Агриппа собрался ответить, и патриций знал, что речь пойдет о приличиях и чести. Его товарищ поднимался по службе исключительно благодаря своим заслугам, и иногда это проявлялось особенно явственно. Меценат заговорил до того, как услышал слова о верности присяге и прочие благоглупости.
– Прежний порядок умер с Цезарем, Агриппа. Ты говоришь о моем положении – прекрасно! Позволь мне воспользоваться им, чтобы прикрыть тебя, по крайней мере, на несколько месяцев.
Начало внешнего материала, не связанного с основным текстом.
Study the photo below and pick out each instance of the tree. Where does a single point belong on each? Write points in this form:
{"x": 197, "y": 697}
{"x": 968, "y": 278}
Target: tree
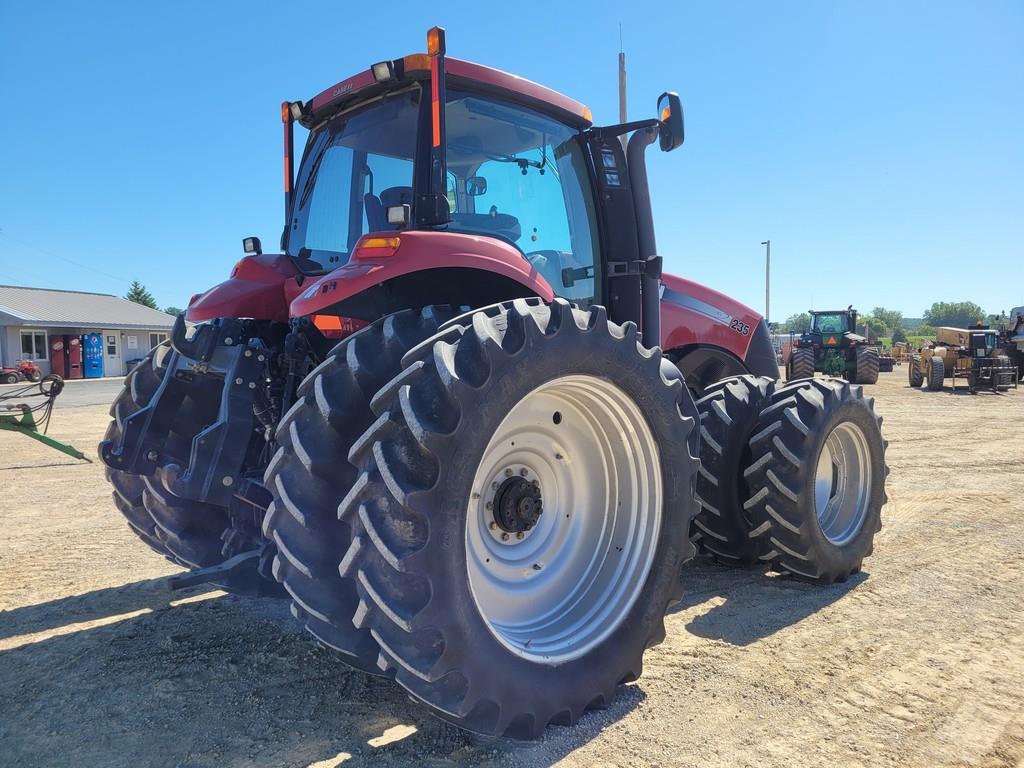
{"x": 955, "y": 313}
{"x": 892, "y": 318}
{"x": 876, "y": 328}
{"x": 796, "y": 324}
{"x": 139, "y": 295}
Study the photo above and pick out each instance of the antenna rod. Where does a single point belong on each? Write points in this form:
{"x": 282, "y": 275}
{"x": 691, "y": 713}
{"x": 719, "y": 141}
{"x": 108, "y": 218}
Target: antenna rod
{"x": 622, "y": 78}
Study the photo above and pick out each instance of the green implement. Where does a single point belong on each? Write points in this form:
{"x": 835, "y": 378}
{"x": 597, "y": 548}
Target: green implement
{"x": 20, "y": 417}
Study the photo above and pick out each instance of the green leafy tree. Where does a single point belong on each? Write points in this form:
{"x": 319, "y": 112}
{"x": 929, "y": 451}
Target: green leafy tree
{"x": 893, "y": 318}
{"x": 876, "y": 328}
{"x": 139, "y": 295}
{"x": 796, "y": 324}
{"x": 955, "y": 313}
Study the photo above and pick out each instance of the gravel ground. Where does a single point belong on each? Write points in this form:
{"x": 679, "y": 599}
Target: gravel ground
{"x": 918, "y": 662}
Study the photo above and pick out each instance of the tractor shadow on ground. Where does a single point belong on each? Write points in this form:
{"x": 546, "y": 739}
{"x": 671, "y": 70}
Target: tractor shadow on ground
{"x": 218, "y": 681}
{"x": 756, "y": 604}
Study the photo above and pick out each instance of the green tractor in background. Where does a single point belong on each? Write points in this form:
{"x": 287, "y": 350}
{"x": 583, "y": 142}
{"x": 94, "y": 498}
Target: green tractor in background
{"x": 833, "y": 346}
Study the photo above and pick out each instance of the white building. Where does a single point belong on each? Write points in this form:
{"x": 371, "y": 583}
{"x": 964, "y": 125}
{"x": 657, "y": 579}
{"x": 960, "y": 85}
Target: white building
{"x": 32, "y": 317}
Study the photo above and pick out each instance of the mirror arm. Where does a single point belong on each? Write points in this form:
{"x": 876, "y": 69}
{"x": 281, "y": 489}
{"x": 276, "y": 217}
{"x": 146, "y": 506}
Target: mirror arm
{"x": 612, "y": 131}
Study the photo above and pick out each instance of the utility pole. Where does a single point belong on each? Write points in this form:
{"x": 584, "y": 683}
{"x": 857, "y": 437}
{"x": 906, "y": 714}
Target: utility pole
{"x": 767, "y": 245}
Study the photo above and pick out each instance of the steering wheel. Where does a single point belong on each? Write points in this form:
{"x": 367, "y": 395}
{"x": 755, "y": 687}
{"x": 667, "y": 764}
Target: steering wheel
{"x": 544, "y": 258}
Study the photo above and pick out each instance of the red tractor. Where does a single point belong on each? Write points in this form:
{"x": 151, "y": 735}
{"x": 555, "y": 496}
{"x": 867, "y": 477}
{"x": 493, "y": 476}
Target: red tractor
{"x": 454, "y": 420}
{"x": 22, "y": 371}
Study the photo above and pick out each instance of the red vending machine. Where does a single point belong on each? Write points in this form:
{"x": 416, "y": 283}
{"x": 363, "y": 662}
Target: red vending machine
{"x": 73, "y": 345}
{"x": 58, "y": 357}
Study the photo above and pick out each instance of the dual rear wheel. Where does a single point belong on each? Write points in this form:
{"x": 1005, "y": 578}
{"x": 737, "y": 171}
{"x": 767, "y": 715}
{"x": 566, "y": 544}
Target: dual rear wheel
{"x": 515, "y": 530}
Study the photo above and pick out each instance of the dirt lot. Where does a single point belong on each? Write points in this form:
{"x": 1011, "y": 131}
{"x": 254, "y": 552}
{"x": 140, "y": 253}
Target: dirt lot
{"x": 919, "y": 662}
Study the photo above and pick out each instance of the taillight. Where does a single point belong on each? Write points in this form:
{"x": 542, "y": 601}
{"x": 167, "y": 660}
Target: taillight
{"x": 370, "y": 247}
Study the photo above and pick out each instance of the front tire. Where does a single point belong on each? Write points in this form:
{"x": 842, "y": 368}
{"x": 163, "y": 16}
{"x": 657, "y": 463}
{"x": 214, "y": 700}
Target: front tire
{"x": 728, "y": 415}
{"x": 501, "y": 635}
{"x": 816, "y": 479}
{"x": 189, "y": 534}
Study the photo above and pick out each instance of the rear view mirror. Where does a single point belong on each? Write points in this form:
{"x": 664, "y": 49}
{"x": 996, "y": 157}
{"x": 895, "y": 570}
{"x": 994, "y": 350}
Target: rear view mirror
{"x": 670, "y": 118}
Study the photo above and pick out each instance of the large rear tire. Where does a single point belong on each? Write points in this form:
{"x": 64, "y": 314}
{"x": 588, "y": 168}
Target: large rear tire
{"x": 728, "y": 415}
{"x": 309, "y": 475}
{"x": 914, "y": 375}
{"x": 498, "y": 633}
{"x": 816, "y": 479}
{"x": 801, "y": 364}
{"x": 936, "y": 373}
{"x": 867, "y": 366}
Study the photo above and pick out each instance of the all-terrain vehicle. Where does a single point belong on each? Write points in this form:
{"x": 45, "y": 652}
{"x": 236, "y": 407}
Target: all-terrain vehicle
{"x": 455, "y": 418}
{"x": 833, "y": 346}
{"x": 973, "y": 355}
{"x": 20, "y": 371}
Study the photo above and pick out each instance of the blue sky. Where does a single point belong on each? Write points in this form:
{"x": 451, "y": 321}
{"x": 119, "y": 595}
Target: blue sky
{"x": 878, "y": 144}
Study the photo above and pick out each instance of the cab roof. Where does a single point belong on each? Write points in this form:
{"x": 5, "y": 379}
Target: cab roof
{"x": 417, "y": 67}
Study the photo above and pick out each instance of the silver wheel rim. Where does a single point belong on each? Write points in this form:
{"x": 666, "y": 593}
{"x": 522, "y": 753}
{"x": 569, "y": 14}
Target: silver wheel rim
{"x": 567, "y": 583}
{"x": 843, "y": 483}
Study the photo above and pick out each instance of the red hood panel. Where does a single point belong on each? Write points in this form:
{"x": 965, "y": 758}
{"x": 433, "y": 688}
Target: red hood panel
{"x": 692, "y": 313}
{"x": 419, "y": 251}
{"x": 260, "y": 287}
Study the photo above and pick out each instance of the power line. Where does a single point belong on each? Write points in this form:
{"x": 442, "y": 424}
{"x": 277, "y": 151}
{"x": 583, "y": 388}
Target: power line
{"x": 91, "y": 269}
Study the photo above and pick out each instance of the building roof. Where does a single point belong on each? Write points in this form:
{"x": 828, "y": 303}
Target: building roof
{"x": 44, "y": 307}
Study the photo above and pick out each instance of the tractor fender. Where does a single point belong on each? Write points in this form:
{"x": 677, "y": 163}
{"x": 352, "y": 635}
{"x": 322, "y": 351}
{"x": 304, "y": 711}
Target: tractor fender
{"x": 694, "y": 316}
{"x": 260, "y": 287}
{"x": 420, "y": 252}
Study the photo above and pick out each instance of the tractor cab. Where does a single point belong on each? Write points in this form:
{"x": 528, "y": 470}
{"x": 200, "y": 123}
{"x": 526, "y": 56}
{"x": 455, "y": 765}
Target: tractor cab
{"x": 427, "y": 145}
{"x": 983, "y": 342}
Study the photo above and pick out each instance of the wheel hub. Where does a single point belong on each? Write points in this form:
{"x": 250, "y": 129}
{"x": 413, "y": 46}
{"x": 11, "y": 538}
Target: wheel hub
{"x": 517, "y": 504}
{"x": 563, "y": 518}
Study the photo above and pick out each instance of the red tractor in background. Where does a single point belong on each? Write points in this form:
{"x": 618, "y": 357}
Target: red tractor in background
{"x": 454, "y": 420}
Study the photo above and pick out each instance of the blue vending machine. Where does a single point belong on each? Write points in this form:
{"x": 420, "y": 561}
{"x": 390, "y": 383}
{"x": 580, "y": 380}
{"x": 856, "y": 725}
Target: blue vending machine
{"x": 93, "y": 354}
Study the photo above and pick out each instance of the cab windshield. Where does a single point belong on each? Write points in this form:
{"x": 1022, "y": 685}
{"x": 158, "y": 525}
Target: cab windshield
{"x": 521, "y": 177}
{"x": 828, "y": 324}
{"x": 353, "y": 166}
{"x": 514, "y": 174}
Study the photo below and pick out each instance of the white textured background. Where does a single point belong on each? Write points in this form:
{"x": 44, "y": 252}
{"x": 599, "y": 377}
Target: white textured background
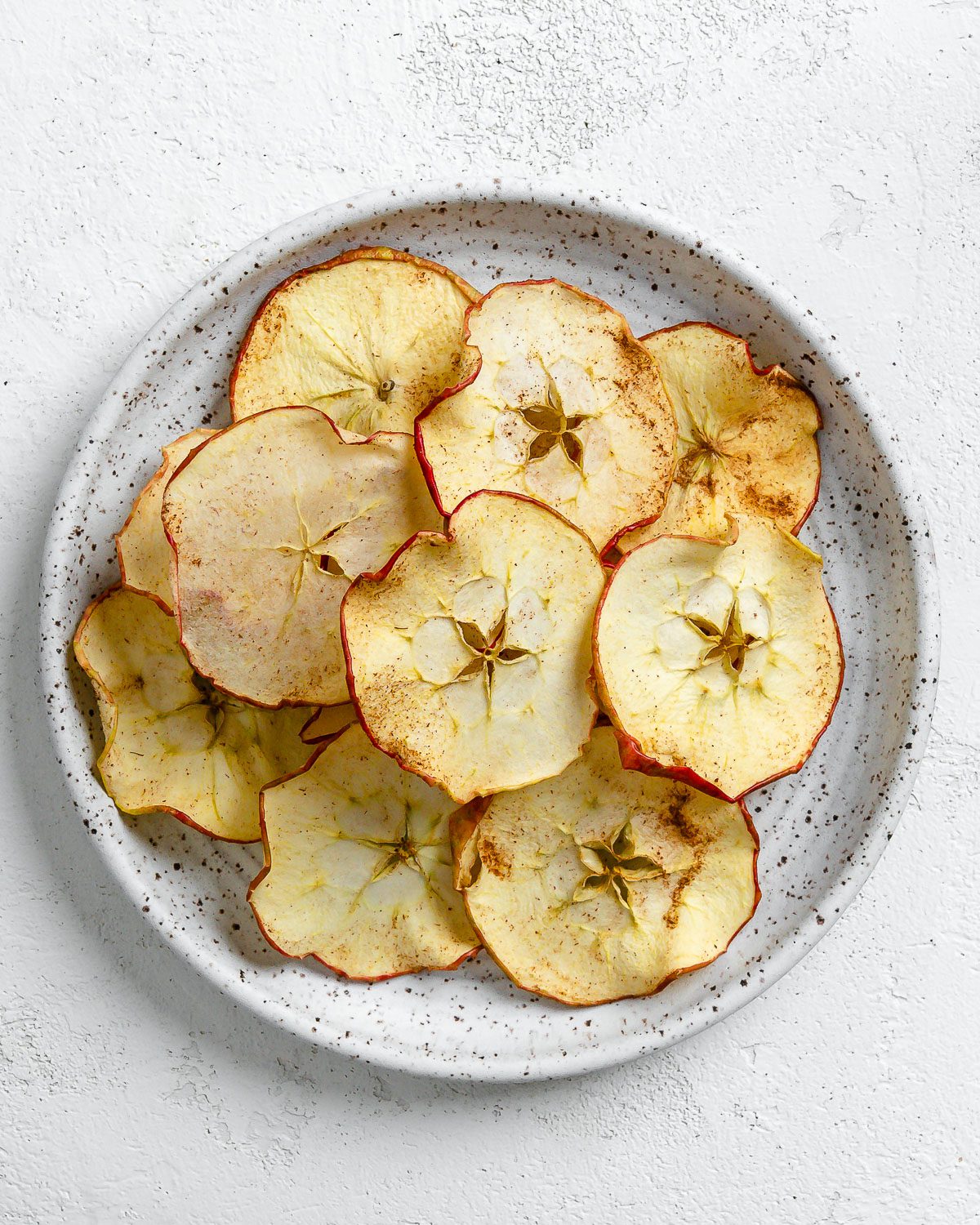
{"x": 833, "y": 142}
Я напишу письма с просьбой разрешить тебе не являться на службу. Они уберегут тебя от публичной порки и сохранят твое звание, пока мы будем со всем этим разбираться! Подумай об этом, здоровяк! Ты нужен Октавиану. По крайней мере, у тебя есть твой флот, твое звание! А что есть у него теперь, когда Цезаря не стало? Очень может быть, что сейчас сюда скачут люди, чтобы довершить начатое в Риме… – он вдруг оборвал фразу на полуслове, и его глаза широко раскрылись. – Фидолий! Иди сюда, греческий горшок с дерьмом! Живо!